Mariscat Press, 2008 £5.

http://www.scottish-pamphlet-poetry.com/index.cgi?publisher=25

Angela McSeveney is such good company. I haven’t met her, but I know she’s old enough for her hair to be greying and wears fabulous hats (about which she’s written a very funny poem)—surely the proper attire for someone well-versed in practical magic. “To a vegetarian troubled by longings/ for hot bacon rolls,” she advises in the title poem, “choose a brace of beetroot from the rack” and then

Thump them onto the worktop
like that morning’s spoils
shot down on the hill …

Then as the cleaver
splits each apart
watch them bleed like upended pigs.

She goes on in this satisfyingly gory vein until you’re practically scrubbing beet blood off your hands. McSeveney is good at pulling you into all kinds of startling moments. She watches a seedling

struggling like a child
with a too tight jumper.

Straining to get itself free
from the seed casing…

          (‘The Growth of Plants’)

She remembers entering an ice-cold lake as a child, her skin

…bunched up in knots
trying to flex its long gone fur
as the water met my midriff.

(‘Swimming the Lake’)

Or she describes two wedding rings (her husband’s and her own) lying on the kitchen table, “overlapping easily/ like a Venn diagram”—those intersecting circles in your high-school math book that illustrate the relationship between sets of objects—a particularly apt metaphor for marriage.

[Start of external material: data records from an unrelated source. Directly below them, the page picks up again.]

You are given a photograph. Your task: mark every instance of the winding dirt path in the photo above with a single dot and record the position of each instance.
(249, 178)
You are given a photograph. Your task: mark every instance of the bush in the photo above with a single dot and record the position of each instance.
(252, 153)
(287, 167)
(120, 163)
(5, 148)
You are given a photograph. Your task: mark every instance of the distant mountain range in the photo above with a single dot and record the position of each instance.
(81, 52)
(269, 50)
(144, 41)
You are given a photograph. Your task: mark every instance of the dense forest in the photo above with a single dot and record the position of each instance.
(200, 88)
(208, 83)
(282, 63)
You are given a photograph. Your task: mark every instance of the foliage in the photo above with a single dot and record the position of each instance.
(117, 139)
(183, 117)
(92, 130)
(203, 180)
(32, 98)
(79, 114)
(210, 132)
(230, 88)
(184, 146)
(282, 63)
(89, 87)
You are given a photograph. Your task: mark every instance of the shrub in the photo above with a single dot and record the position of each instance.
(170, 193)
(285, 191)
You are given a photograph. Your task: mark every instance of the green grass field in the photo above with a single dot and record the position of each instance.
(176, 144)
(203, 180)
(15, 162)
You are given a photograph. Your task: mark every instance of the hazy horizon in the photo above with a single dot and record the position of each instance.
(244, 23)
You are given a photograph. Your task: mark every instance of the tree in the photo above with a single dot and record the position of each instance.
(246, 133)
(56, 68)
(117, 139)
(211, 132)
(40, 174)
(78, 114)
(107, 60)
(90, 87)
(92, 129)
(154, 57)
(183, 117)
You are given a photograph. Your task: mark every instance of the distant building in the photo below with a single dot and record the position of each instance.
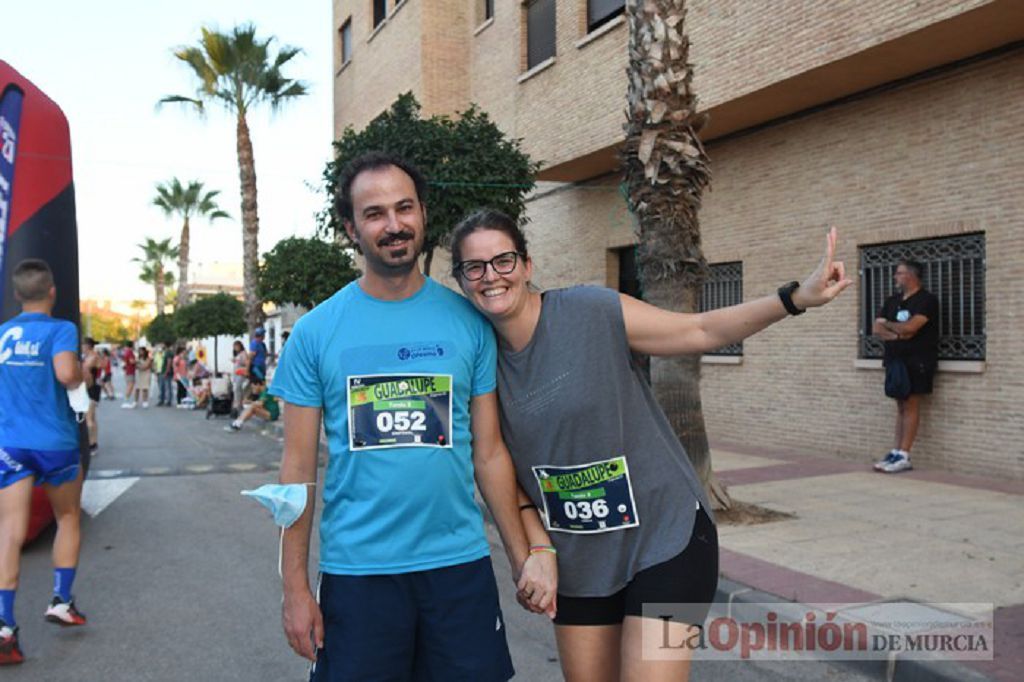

McSeveney’s insights are deep yet matter-of-fact; her tone is so tart and conversational that her poetic force takes you by surprise. There are a couple of poems here that I wish were shorter and tighter; they’re probably just fine at readings, but work less well on the page. By and large, though, her tendency to ruminate is a good thing. ‘Child Poverty’, a poem about her sister being hospitalized after an accident, seems discursive but is actually quite concise: its 24 lines say everything about growing up in a house where a child’s ruined coat could bring on a financial crisis. ‘Oil Seed Rape’ describes those sulphur-yellow flowers in a way that sends your mind ricocheting back and forth across the Firth of Forth—one of many poems where McSeveney gives you a ride on her quicksilver train of thought.